Un atisbo de sorpresa cruzó el rostro del Guardián. Se inclinó hacia atrás y Claudia vio que se hallaba en un lugar sombrío, porque un brillo similar a la luz de una llama se reflejó por un instante en sus ojos. Un sonido suave, como un palpitar, provenía de algún punto de la oscuridad.

—¿Cómo que no? Vaya… Pues me temo, Claudia, que tendrás que preguntarle a tu apreciado tutor.

Claudia miró a Jared, que parecía avergonzado y no se atrevía a mirarla a los ojos.

—¿Cómo habéis podido ocultárselo, Maestro? —La burla en la voz del Guardián era evidente—. Y yo que pensaba que no existían secretos entre los dos… En fin, Claudia, parece que tienes que andarte con cuidado. El poder corrompe a los hombres.
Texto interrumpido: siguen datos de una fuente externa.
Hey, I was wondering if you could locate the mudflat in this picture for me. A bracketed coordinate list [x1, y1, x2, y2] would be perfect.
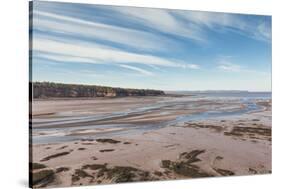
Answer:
[31, 95, 271, 187]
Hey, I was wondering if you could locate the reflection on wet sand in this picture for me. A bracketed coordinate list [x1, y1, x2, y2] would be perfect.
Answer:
[32, 95, 271, 186]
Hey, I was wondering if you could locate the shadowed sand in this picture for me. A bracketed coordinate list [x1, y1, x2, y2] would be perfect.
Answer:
[32, 97, 271, 187]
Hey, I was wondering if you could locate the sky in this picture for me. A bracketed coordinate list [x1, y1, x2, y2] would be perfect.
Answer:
[30, 1, 271, 91]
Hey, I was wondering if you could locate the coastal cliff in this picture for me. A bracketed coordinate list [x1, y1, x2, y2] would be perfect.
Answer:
[30, 82, 165, 98]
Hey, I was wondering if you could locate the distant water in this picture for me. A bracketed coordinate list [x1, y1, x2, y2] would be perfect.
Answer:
[170, 91, 272, 99]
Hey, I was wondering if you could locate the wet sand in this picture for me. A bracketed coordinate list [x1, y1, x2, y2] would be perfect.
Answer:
[32, 97, 271, 187]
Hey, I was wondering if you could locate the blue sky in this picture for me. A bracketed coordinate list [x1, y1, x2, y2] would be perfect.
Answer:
[32, 1, 271, 91]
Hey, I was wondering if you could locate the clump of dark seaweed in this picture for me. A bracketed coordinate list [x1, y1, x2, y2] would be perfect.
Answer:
[96, 138, 120, 144]
[41, 152, 70, 161]
[32, 170, 55, 187]
[162, 150, 213, 178]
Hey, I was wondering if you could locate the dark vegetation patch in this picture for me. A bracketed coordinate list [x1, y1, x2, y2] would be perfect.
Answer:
[32, 170, 55, 187]
[153, 171, 163, 177]
[71, 169, 94, 182]
[56, 167, 70, 173]
[57, 146, 68, 150]
[224, 126, 271, 140]
[30, 82, 165, 98]
[81, 138, 94, 142]
[184, 123, 224, 132]
[161, 150, 213, 178]
[82, 164, 107, 170]
[82, 142, 93, 145]
[75, 163, 156, 183]
[31, 163, 46, 170]
[249, 168, 258, 174]
[96, 138, 120, 144]
[252, 119, 260, 121]
[100, 149, 114, 152]
[41, 152, 70, 161]
[77, 148, 86, 151]
[214, 168, 235, 176]
[164, 144, 179, 148]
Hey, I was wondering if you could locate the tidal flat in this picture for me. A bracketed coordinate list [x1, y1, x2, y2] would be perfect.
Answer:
[30, 95, 272, 187]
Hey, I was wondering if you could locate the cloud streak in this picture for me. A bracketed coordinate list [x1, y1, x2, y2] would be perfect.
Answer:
[120, 64, 153, 76]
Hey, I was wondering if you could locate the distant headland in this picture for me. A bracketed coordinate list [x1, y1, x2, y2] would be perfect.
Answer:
[30, 82, 165, 99]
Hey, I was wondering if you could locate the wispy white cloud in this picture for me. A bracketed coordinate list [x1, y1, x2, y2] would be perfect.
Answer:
[33, 11, 176, 51]
[120, 64, 153, 76]
[106, 7, 206, 42]
[174, 11, 271, 42]
[33, 38, 198, 68]
[217, 61, 241, 72]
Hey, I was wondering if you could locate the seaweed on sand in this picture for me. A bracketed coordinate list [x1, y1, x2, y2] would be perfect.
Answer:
[96, 138, 120, 144]
[40, 152, 70, 161]
[100, 149, 114, 152]
[32, 170, 55, 187]
[162, 150, 213, 178]
[30, 163, 46, 170]
[82, 164, 156, 183]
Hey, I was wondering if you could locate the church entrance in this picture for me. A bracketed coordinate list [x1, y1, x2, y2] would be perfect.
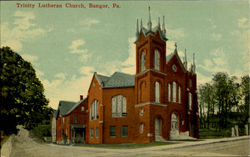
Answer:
[155, 118, 161, 136]
[171, 113, 179, 134]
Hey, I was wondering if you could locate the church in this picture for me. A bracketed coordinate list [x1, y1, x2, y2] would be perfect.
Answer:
[55, 8, 199, 144]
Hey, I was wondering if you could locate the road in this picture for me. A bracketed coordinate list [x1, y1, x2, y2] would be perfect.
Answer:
[3, 127, 249, 157]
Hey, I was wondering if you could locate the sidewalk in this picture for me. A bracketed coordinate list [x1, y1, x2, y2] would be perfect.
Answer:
[141, 136, 250, 150]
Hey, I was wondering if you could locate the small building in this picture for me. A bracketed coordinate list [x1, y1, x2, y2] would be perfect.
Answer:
[56, 7, 199, 144]
[56, 96, 88, 144]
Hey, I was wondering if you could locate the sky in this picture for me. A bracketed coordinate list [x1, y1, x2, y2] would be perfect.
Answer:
[0, 0, 250, 109]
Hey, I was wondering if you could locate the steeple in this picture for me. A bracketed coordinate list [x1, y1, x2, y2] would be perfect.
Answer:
[148, 6, 152, 31]
[174, 42, 177, 54]
[158, 17, 161, 30]
[184, 49, 187, 69]
[162, 16, 166, 35]
[193, 53, 195, 73]
[140, 19, 143, 31]
[136, 19, 139, 38]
Incluso a los Sapienti.

—¿El poder? —espetó ella.

Las manos de su padre se abrieron con elegancia, pero antes de que pudiera preguntarle nada más, Finn le dio un codazo para apartarla.

—¿Dónde está Keiro? ¿Qué le ha pasado?

El Guardián se limitó a decir:

—Y ¿por qué iba a saberlo yo?

—¡Cuando os convertisteis en Blaize, teníais una torre llena de libros! Los informes de todos los Presos de la Cárcel. Podríais encontrarlo…

—¿De verdad te importa? —El Guardián se inclinó hacia delante—. Bueno, pues te lo diré. En este momento está intentando salvar el pellejo en una pelea contra una criatura monstruosa de varias cabezas.

Al ver que Finn se quedaba mudo y taciturno, el Guardián se echó a reír.

—Y tú no estás para cubrirle la espalda. Eso debe de doler… Pero aquí es donde le corresponde vivir. Éste es el mundo de Keiro, sin amistad, sin amor. Y tú, Preso, también perteneces a este mundo.

La pantalla resplandeció y crepitó.

—Padre… —se apresuró a decir Claudia.

—¿Todavía me llamas así?

—¿De qué otro modo voy a llamaros? —Claudia dio un paso adelante—. Sois el único padre que conozco.

La observó durante un instante y Claudia se dio cuenta, en la imagen que empezaba a desintegrarse, de que tenía el pelo ligeramente más canoso que antes y la cara más arrugada. Entonces, el Guardián dijo en voz baja:

—Ahora yo también soy un Preso, Claudia.

—Podéis Escapar. Tenéis las Llaves…

—Las tenía. —El Guardián se encogió de hombros—. Incarceron me las ha quitado.

La imagen se perdía. Desesperada, Claudia preguntó:

—Pero ¿por qué?

—El deseo está consumiendo a la Cárcel. Todo empezó con Sáfico, porque cuando se puso el Guante, la Cárcel y él pasaron a tener una sola mente. Sáfico contagió a Incarceron.

—¿Cómo? ¿Le transmitió una enfermedad?

—No, un deseo. Y el deseo puede convertirse en enfermedad, Claudia. —La miraba con fijeza, mientras su imagen temblaba y se desvanecía para volver a formarse al instante—. Tú también tienes parte de culpa, por habérselo descrito todo con tanto detalle. Ahora Incarceron arde de anhelo. Pues, a pesar de sus miles de Ojos, hay una cosa que no ha visto jamás, y que daría lo que fuera por ver.

—¿El qué? —preguntó la joven en un suspiro, aunque ya lo sabía.

—El Exterior —susurró él.

Por un instante, todos permanecieron en silencio. Entonces Finn se inclinó hacia delante.

—¿Qué pasa conmigo? ¿Soy Giles? ¿Fuisteis vos quien me encerró en la Cárcel? ¡Contestad!

El Guardián le sonrió.

Entonces la pantalla se fundió en negro.